Parameter	         Description
test_size=0.2	     20% of data for testing
random_state=42    	Ensures the split is reproducible

In short:

Use train_test_split() to divide your data into training and testing sets for building and evaluating models.


# 25. Explain data encoding?

**Data Encoding** is the process of **converting categorical (text) data into numeric form** so that machine learning models can understand and use it.

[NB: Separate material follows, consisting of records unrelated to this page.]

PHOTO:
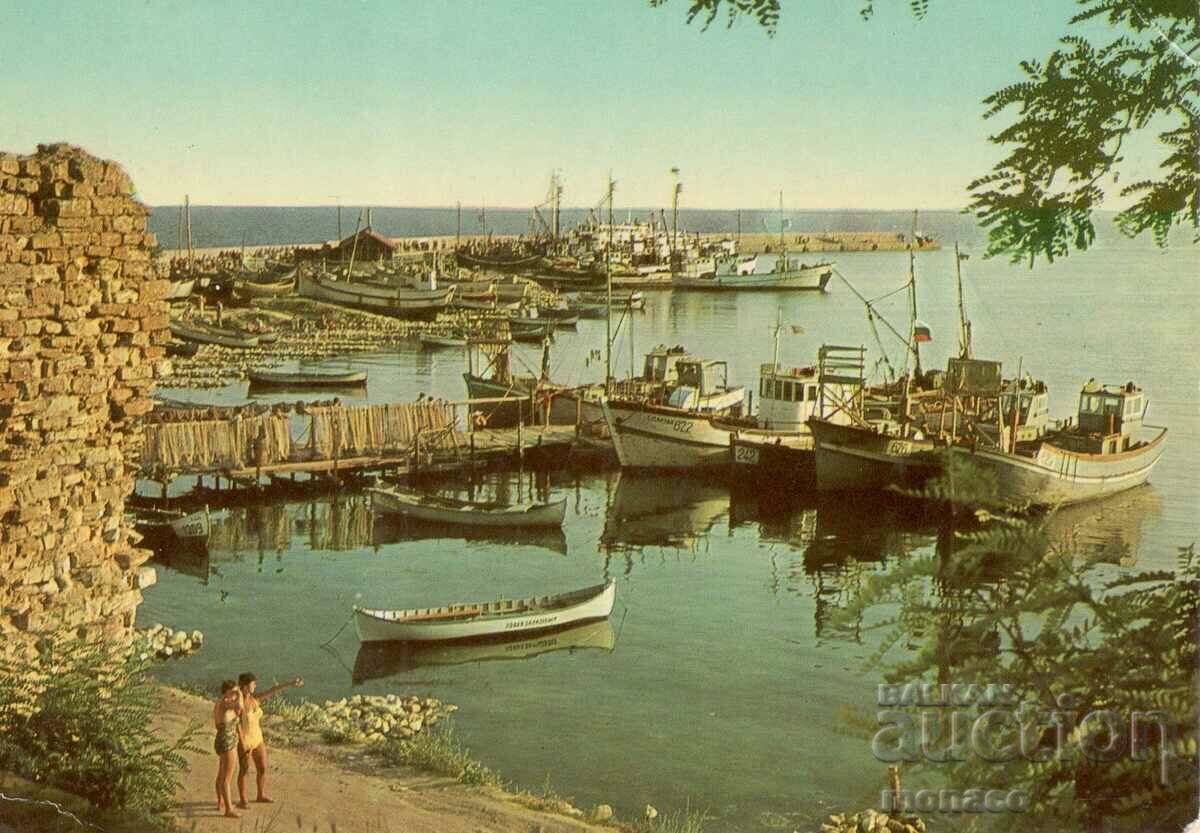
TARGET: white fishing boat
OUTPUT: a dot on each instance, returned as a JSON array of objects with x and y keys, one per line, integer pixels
[
  {"x": 621, "y": 300},
  {"x": 437, "y": 509},
  {"x": 207, "y": 334},
  {"x": 377, "y": 660},
  {"x": 181, "y": 289},
  {"x": 432, "y": 340},
  {"x": 485, "y": 618},
  {"x": 268, "y": 378},
  {"x": 1108, "y": 450},
  {"x": 373, "y": 297},
  {"x": 185, "y": 526},
  {"x": 681, "y": 431},
  {"x": 754, "y": 271}
]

Most ML algorithms work only with **numerical values**, not strings or labels.

---

###  Why is Encoding Needed?

- Categorical data like "Male"/"Female" or "Red"/"Blue" must be turned into numbers.
- Helps the model interpret and learn from the data.

---

###  Common Encoding Techniques:

| Technique           | Use Case                               |
|---------------------|-----------------------------------------|
| **Label Encoding**  | For **ordinal** data (ordered categories) |
| **One-Hot Encoding**| For **nominal** data (no order)         |
| **Ordinal Encoding**| When order matters (manually assigned) |
| **Target Encoding** | Uses target variable (e.g., mean)       |
| **Frequency Encoding** | Based on count of categories         |

---

###  Example: One-Hot Encoding


import pandas as pd

df = pd.DataFrame({'color': ['red', 'blue', 'green']})
encoded = pd.get_dummies(df['color'])
print(encoded)

Output:

   blue  green  red
   
0     0      0    1

1     1      0    0

2     0      1    0

In short:

Data encoding converts text labels into numbers so machine learning models can use them.